Ecoregion in Namibia

The Namibian savanna woodlands, also known as the Namib escarpment woodlands, are the deserts and xeric shrublands ecoregion of Namibia and Angola.

==Geography==
They extend north and south from southwestern Angola to central Namibia, east of the coastal Namib Desert. The woodlands cover the Namib escarpment, which rises from the low-lying Namib coastal plain to the Southern African plateau on the east. Baynes (2038 m), Erongo (2319 m), Naukluft (1974 m), Spitzkoppe (1759 m), and Gamsberg (2347 m) mountains lie along the edge of the escarpment. Brandberg Mountain (2,573 m) lies west of the escarpment in the Namib Desert, and is included in the ecoregion.

To the northeast lie more humid woodland and savanna ecoregions – the Angolan miombo woodlands at the furthest northern end, and the Angolan mopane woodlands to the northeast. To the east is the arid Kalahari xeric savanna, and to the south are the low desert shrublands of the Nama Karoo.

==Climate==
The ecoregion has a semi-arid to arid climate. Average annual rainfall varies from 60 mm in the west to 200 mm in the east. Most rain falls as thundershowers during the October-to-March summer months. Rainfall varies from year to year, with the greatest variation in the dry west. The ecoregion lacks the moderating influence on temperature and humidity that the Benguela Current brings to the coastal deserts to the west. Summer weather can be extremely hot, with the monthly mean exceeding 40º C during the hottest summer month. Frosts are common in the winter, and monthly minimum temperatures can drop below -9º C in the colder parts of the ecoregion.
==Flora==
The varying rainfall, topography, and soils within the ecoregion supports several plant communities. In the north and east, Mopane savanna with the trees Colophospermum mopane, Sesamothamnus benguellensis, and S. guerichii, is predominant. The semi-desert and savanna transition community supports a variety of species. In the south, open dwarf shrub savanna, with small trees scattered among shrubs, herbs, and grasses, is predominant.

The ecoregion has many endemic species, particularly on the Brandberg and the Kaoko escarpment.

==Fauna==
Large mammal herbivores in the ecoregion include the African bush elephant (Loxodonta africana), black rhinoceros (Diceros bicornis), greater kudu (Tragelaphus strepsiceros), springbok (Antidorcas marsupialis), gemsbok (Oryx gazella), Damara dik-dik (Madoqua kirkii damarensis), and black-faced impala (Aepyceros melampus petersi). Mammal predators include the lion (Panthera leo), leopard (Panthera pardus), cheetah (Acinonyx jubatus), bat-eared fox, (Otocyon megalotis), and Cape fox (Vulpes chama).

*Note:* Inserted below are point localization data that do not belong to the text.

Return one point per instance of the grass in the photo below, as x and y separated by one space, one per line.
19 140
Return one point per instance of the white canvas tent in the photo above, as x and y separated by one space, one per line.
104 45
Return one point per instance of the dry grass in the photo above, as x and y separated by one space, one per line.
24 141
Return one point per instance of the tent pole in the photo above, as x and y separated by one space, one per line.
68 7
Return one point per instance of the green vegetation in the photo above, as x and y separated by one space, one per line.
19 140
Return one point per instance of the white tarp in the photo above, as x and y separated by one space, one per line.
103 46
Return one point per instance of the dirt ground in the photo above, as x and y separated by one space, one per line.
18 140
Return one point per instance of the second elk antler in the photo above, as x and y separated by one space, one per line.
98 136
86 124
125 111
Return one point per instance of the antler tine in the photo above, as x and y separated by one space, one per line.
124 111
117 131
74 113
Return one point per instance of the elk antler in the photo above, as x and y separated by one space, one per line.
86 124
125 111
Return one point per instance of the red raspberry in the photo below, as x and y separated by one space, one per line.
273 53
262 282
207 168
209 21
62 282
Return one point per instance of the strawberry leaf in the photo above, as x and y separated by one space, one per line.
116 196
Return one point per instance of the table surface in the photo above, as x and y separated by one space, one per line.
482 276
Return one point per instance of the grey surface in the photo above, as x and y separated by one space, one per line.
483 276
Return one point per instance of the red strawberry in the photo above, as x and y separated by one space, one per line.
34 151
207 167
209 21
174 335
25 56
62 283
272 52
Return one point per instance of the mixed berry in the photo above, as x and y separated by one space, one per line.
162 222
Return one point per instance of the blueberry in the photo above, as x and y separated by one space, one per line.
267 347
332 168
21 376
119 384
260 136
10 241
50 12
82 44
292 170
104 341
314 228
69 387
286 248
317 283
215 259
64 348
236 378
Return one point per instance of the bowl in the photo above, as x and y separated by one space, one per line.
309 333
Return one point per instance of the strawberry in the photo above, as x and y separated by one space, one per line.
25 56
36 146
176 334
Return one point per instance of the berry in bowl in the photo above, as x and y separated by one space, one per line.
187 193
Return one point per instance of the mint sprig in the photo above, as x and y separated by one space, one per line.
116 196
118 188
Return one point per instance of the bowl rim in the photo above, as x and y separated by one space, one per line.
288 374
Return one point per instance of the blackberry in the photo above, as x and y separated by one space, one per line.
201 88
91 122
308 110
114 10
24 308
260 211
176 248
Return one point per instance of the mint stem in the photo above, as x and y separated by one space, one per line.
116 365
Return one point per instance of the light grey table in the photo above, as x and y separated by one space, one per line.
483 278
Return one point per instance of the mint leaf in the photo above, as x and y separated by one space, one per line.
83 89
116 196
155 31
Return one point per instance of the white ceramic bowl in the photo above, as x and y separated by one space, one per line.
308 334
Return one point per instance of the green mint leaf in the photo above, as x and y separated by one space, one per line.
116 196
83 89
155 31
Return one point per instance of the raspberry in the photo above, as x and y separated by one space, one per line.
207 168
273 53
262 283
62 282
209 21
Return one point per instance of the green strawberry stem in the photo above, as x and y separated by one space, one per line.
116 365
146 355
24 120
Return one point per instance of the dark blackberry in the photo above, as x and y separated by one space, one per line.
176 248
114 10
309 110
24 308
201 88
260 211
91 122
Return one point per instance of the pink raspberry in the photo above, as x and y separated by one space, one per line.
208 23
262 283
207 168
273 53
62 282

Limited-range species and subspecies native to the ecoregion include Hartmann's mountain zebra (Equus zebra hartmannae), Angolan slender mongoose (Galerella flavescens), Shortridge's rock mouse (Petromyscus shortridgei), Angolan hairy bat (Cistugo seabrae), and Namib long-eared bat (Laephotis namibensis).

==Protected areas==
The Namib-Naukluft National Park lies mostly west of the ecoregion in the Namib desert, but also includes the Naukluft Mountains and portions of the western escarpment. The western portion of the Etosha National Park extends into the ecoregion.